CMBS special servicers had a busy April, liquidating $1.62 billion in loans, according to a Tuesday Trepp report. Since January 2010, servicers have been liquidating at an average rate of $1.17 billion per month.
The 128 loan liquidations resulted in $742 million in losses, translating to an average loss severity of 45.80%, above the 12-month moving average of 42.38%. and 6.2 percentage points higher than March's 39.65%, according to Trepp.
Fitch Ratings said in its 2012 CMBS loss study report this week that the average loss severity for disposed loans had a slight uptick to 50.5% in 2012, compared with 49.3% in 2011. Of the 742 loans resolved with a loss in 2012, 388 loans had a loss severity greater than the 50.5% annual average.
The average size of liquidated loans in April was $12.66 million, lower than February's $13.22 million but above the 12-month average of $10.16 million.
Fitch said that the most widely used disposition type in 2012 was REO liquidation, representing 52.7% of all dispositions.

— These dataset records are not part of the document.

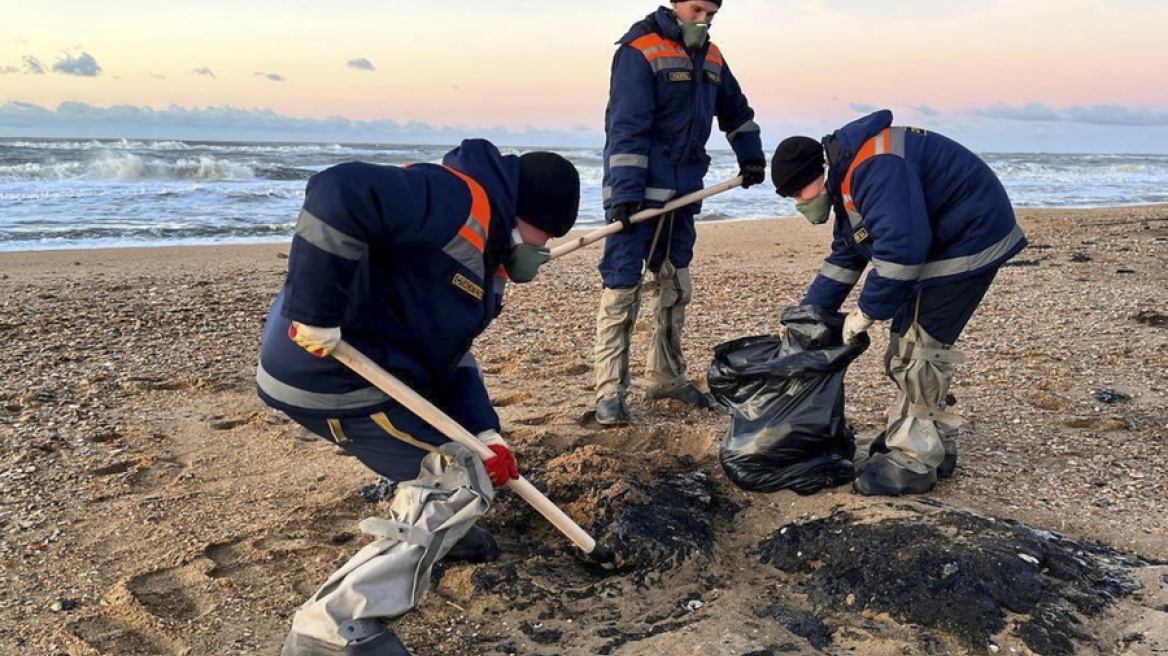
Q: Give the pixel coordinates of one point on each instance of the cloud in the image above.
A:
(1116, 114)
(1029, 111)
(909, 8)
(74, 119)
(33, 65)
(361, 64)
(1091, 114)
(82, 65)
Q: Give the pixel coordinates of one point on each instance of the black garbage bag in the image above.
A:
(785, 396)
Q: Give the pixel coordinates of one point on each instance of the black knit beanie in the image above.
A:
(797, 162)
(549, 192)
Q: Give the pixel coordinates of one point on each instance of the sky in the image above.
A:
(1071, 76)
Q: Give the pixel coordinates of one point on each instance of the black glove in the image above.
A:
(621, 211)
(752, 172)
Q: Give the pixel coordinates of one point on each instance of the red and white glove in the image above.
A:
(313, 339)
(855, 323)
(501, 467)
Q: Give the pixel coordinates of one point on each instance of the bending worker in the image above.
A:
(408, 264)
(936, 224)
(668, 83)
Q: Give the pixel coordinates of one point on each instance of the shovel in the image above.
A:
(597, 235)
(404, 395)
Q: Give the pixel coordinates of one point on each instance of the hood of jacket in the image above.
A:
(499, 176)
(841, 145)
(662, 21)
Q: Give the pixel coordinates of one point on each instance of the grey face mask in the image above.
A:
(817, 210)
(525, 259)
(694, 34)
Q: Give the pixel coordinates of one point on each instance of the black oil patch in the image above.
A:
(957, 573)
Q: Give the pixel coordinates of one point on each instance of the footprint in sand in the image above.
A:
(111, 636)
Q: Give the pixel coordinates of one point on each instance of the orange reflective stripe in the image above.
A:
(480, 213)
(877, 145)
(651, 41)
(715, 55)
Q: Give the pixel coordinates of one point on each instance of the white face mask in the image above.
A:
(817, 210)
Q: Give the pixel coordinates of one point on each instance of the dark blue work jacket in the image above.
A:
(917, 206)
(661, 106)
(407, 260)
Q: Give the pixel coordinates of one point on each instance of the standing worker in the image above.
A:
(936, 224)
(408, 264)
(668, 83)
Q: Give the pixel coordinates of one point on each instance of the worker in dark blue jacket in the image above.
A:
(668, 84)
(934, 224)
(408, 264)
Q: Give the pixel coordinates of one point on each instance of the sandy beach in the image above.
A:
(150, 504)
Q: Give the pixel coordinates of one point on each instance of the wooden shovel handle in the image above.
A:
(600, 234)
(404, 395)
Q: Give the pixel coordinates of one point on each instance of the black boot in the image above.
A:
(612, 411)
(383, 643)
(478, 545)
(687, 393)
(944, 470)
(888, 474)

According to the report in 2012 there were 367 REO liquidations, totaling $3.6 billion.
The ratings agency expects special servicers will continue to pursue REO liquidations as they continue to foreclose on assets and resolve the peak vintages’ inventory of specially serviced loans.
“The rise in REO liquidations is a good sign that servicers are taking advantage of stabilizing market conditions to dispose of assets that have been languishing in special servicing for a number of years,” said senior director Karen Trebach.